Il convient également de rappeler un fait qui démonte une autre caricature : le MFP n'est pas un master pour pédagogues. Dans la plupart des universités publiques, seules une ou deux matières sont enseignées par des pédagogues. Le reste est réalisé par des économistes, des philosophes, des historiens, des sociologues, des mathématiciens, des philologues ou des enseignants du secondaire en activité. L’image du « pouvoir pédagogique » qui contrôle le Maître est une fiction qui ne sert qu’à nourrir les récits.

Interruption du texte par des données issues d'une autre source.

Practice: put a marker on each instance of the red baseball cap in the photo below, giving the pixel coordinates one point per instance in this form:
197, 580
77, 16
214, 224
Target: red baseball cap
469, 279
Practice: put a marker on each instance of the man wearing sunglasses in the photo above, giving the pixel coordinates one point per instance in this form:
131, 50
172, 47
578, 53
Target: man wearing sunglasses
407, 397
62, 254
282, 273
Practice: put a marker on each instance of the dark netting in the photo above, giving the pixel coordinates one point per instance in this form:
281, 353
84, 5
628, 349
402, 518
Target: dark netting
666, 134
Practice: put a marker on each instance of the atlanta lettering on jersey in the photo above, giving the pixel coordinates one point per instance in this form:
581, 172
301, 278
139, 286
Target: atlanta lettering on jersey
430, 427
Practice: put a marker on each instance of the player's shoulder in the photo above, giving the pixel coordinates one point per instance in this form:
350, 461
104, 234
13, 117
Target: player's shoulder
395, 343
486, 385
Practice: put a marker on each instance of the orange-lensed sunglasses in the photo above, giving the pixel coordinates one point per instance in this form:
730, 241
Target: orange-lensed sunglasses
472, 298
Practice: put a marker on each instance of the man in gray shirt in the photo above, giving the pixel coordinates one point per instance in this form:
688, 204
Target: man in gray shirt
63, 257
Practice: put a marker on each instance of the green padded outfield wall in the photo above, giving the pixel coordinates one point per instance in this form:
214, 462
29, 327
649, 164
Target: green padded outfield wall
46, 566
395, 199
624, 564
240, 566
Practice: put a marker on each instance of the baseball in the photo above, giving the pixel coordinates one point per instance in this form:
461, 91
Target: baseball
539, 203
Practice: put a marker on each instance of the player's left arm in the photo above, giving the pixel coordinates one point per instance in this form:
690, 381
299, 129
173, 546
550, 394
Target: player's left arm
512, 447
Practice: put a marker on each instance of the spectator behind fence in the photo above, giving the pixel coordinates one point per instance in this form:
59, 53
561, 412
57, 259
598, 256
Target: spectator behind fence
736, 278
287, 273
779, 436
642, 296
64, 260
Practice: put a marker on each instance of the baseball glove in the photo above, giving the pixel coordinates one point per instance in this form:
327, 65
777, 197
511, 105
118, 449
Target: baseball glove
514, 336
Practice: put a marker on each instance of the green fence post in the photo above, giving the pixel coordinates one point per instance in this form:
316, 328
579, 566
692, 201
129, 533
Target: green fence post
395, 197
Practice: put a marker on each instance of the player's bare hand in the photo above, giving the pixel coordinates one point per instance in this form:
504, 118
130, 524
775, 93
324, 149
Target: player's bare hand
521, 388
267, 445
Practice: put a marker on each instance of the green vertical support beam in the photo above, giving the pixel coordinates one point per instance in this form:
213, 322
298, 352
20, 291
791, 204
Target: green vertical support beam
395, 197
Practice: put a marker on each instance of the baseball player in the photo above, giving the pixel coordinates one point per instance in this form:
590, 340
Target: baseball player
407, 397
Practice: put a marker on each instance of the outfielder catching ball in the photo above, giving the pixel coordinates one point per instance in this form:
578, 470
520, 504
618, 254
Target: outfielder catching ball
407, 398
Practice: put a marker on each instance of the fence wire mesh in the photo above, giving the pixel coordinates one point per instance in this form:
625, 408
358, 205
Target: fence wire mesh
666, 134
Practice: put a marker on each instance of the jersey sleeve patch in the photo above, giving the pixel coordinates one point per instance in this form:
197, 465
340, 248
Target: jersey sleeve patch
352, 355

Lorsqu’on discute de dessins animés, les vrais problèmes sont ignorés. La première est la privatisation croissante du Master jusqu'à en faire une entreprise : deux universités privées concentrent 25 % des effectifs. Par ailleurs, la virtualité mal comprise est devenue un moyen de massifier les groupes et de multiplier les revenus. Le master est devenu une procédure administrative et les universités publiques, qui devraient être l'axe de la formation des enseignants, voient leurs effectifs diminuer. Comme le préviennent depuis des années « les méchants pédagogues », le risque est que la formation des enseignants se résume à l’obtention d’un diplôme, sans garantie de qualité.

Cela ne signifie pas que la proposition d'étendre la durée du Master à deux ans soit incontestable. Une durée plus longue ne signifie pas automatiquement une amélioration. Il est légitime de débattre si la conception actuelle est adéquate, si les stages sont bien encadrés, si la qualité de l'enseignement est nécessaire, si la coordination entre universités et instituts est suffisante ou si l'accès à la profession doit inclure une période de stages rémunérés. Mais ce débat doit être mené par rigueur et non par mystification ou mépris.

Un modèle éducatif camouflé

Car la question sous-jacente n’est pas de savoir si le Master est parfait (il ne l’est pas), mais si nous voulons un système éducatif où les enseignants sont formés dès le début pour comprendre ce qui se passe dans leurs classes. Il faut le dire clairement : la critique du Master n'est pas un désaccord sur un programme de formation précis, mais cache plutôt un modèle pédagogique camouflé. Sous couvert d'une critique formelle, se glisse un modèle comme un paquet idéologique où chaque enseignant interprète les problèmes à partir de préjugés, l'échec scolaire est imputé à l'élève, les inégalités sont naturalisées ou l'enseignement est réduit à des recettes banales. On ne forme pas ainsi des professionnels critiques, mais plutôt des techniciens qui reproduisent l’inertie.

Dans ce système, il semble que le rôle de l'enseignant soit de fixer la hauteur de la barre que ses élèves doivent franchir, en proposant peu d'outils et sans vouloir la faire disparaître. L'excuse sous-jacente est que les objectifs ne peuvent être atteints que par l'effort, même si les études confirment obstinément que le contexte défavorable des élèves continue de constituer un écart infranchissable pour la réussite scolaire si le système n'y remédie pas.

Ceux qui soutiennent que la formation pédagogique est superflue soulèvent une autre fausse dichotomie : soit la formation, soit les ressources. L'article que nous avons analysé demande s'il vaut mieux avoir deux années de Master ou réduire les ratios. La réponse est évidente : les deux choses. La réduction des ratios est essentielle pour améliorer l’éducation, mais elle ne remplace pas le besoin d’enseignants bien formés. Il ne s’agit pas de choisir entre conditions matérielles et formation professionnelle, puisque les deux sont nécessaires.

En bref : la véritable arnaque consiste à faire croire que l’éducation peut s’améliorer sans professionnels qualifiés, sans recherche, sans compréhension de l’apprentissage et sans institutions de formation rigoureuses. Cette arnaque transforme les problèmes structurels du Master en une nouvelle attaque contre la pédagogie. Pour en revenir à l'article de Juan Manuel Escudero, l'arnaque consiste à pointer du doigt en cessant de regarder la lune : le droit des citoyens à une école publique de qualité, enseignée par des enseignants formés dans des conditions décentes.